Also known as the Fragum cockle, this brown mollusc is enclosed in a tiny bivalve shell that appears pure white but is translucent when held up to light. It inhabits warm coastal waters and can live in very salty water. Shark Bay has one of the world’s few hypersaline marine environments and there are more cockles here than anywhere else in the world because, unlike the cockle, potential predators and competitors cannot survive in hypersaline waters.
Diet and habitat
Cockles are usually filter feeders but hypersaline waters are not rich in plankton so the Hamelin cockle relies on zooxanthellae, a single-celled photosynthetic algae living within the cockle’s soft body. The algae photosynthesise food for the cockle and help capture calcium carbonate for its shell. The cockle in turn provides the algae with a home in sheltered sunlit waters.
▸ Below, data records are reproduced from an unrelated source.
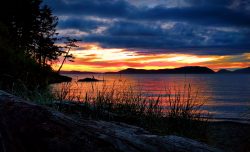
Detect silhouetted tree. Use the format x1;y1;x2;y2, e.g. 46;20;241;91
0;0;63;88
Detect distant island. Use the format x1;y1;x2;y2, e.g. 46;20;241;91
61;66;250;74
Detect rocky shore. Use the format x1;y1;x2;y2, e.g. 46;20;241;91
0;91;221;152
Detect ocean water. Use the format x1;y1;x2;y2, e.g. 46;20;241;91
52;74;250;120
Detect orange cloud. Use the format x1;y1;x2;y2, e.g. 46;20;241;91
54;43;250;72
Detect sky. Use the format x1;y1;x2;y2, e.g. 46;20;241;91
45;0;250;72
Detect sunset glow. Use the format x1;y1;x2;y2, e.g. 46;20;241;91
54;43;250;72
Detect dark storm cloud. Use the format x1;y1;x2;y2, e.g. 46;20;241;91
58;17;105;32
44;0;250;55
47;0;250;26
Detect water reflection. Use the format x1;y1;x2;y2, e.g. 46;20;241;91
53;74;250;118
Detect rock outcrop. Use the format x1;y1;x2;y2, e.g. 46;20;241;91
0;91;223;152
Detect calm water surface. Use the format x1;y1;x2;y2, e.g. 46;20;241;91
53;74;250;119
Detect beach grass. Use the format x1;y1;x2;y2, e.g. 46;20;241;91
52;82;209;141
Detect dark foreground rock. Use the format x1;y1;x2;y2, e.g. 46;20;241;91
0;91;222;152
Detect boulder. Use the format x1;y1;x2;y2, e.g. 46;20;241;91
0;91;223;152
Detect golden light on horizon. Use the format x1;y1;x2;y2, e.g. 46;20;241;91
53;43;250;72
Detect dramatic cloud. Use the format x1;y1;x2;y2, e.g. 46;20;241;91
45;0;250;71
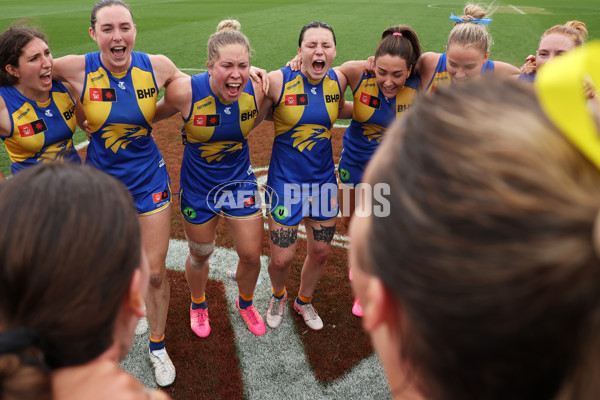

Cockles are hermaphrodites—they have both male and female reproductive organs. Fragum cockles are thought to spawn once a year between winter and spring, releasing gametes into the sea to be fertilised. Larvae then drift until they settle on the seabed and metamorphose, transforming into cockles.
Fragum erugatum occurs between the Dampier Archipelago in north-western Australia and the Houtman Abrolhos Islands near Geraldton. They are most abundant in the hypersaline reaches of Shark Bay.
The maximum size of Fragum erugatum in the hypersaline Hamelin Pool is less than 12mm; in the slightly less salty L’haridon Bight it is just under 14mm; in regular ocean water at Dampier it is just over 19mm.